As in every Billy Jack movie, Laughlin spends a lot of time having "rap sessions" with young people. If Laughlin is ever elected President (he's run twice, once as a Democrat and once as a Republican), you can be sure that massive nation-wide rap sessions where the youth of today can let it all hang out would replace voting and primaries as the cornerstone of American democracy.

Laughlin retains much of the plot of Capra's original, but inexplicably leaves out one of the film's funniest, most seemingly Billy Jack-friendly sequences: that giddy, delightful scene where Stewart goes around punching reporters who've done him wrong. Indeed the only time Laughlin opens a Texas-sized can of whoop-ass is when he bravely defends his terrified wife from being raped by African-Americans. Ever the progressive, Laughlin chastises the black youths for degrading the legacy of Kunte Kinte (can't go wrong with a timeless Roots reference) and doing "The Man"'s dirty work for him.

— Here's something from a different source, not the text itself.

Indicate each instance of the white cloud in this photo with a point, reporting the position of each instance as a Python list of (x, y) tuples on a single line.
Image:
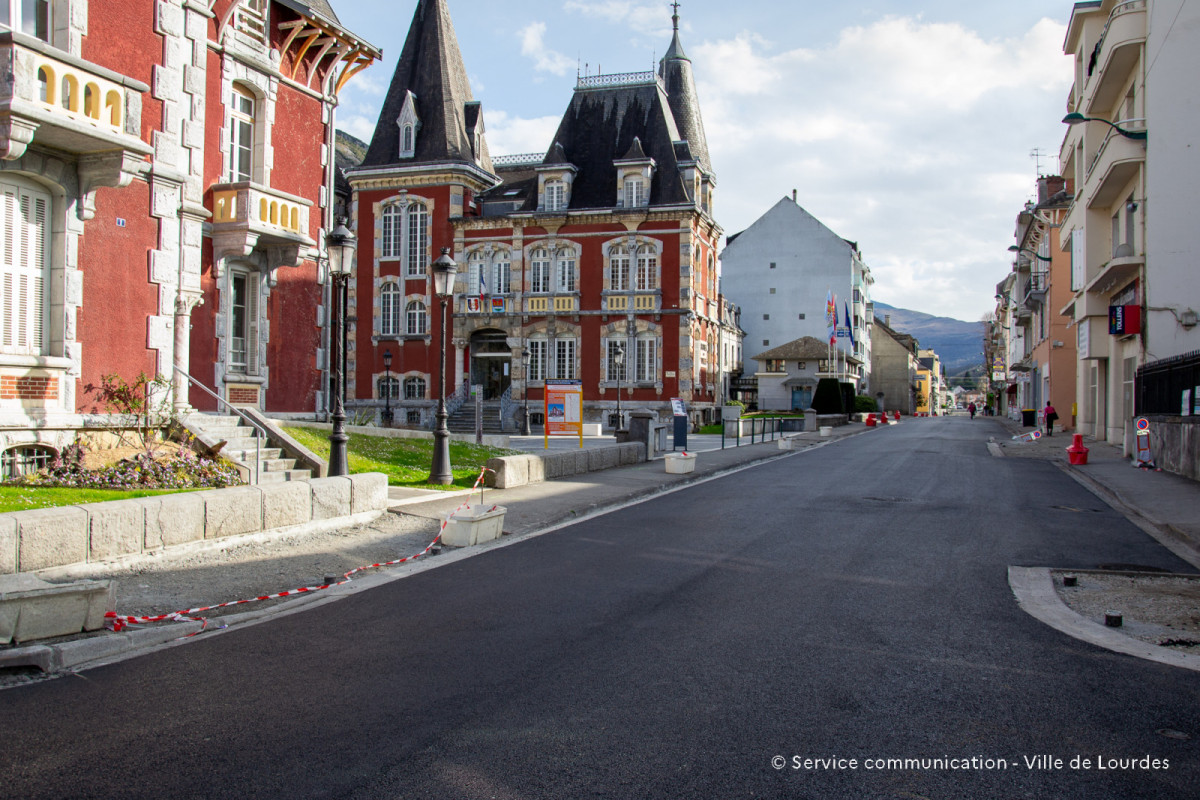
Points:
[(643, 16), (509, 134), (907, 137), (533, 44)]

A Billy Jack movie with only one fight scene is like a Rocky movie where Philadelphia's finest spends most of his time arguing passionately for tort reform. Just about the only nice thing I can say Billy Jack Goes To Washington is that the climactic scene where the dry-mouthed, bruised and battered, but still defiant protagonist suffers like Christ on the cross for a cause he believes in retains a tiny fraction of the original's breath-taking power.

Otherwise Laughlin here achieves a distressing act of reverse alchemy by transforming cinematic gold into scrap metal. Billy Jack Goes To Washington is a humorless, ego-fueled abomination but I sincerely hope Laughlin gets to make Billy Jack's Moral Revolution, a threatened sequel about, well, you really need to head over to billyjack.com and read all about it yourself. My words simply cannot do it justice. In these homogenized times we need Laughlin's singular brand of crazy more than ever.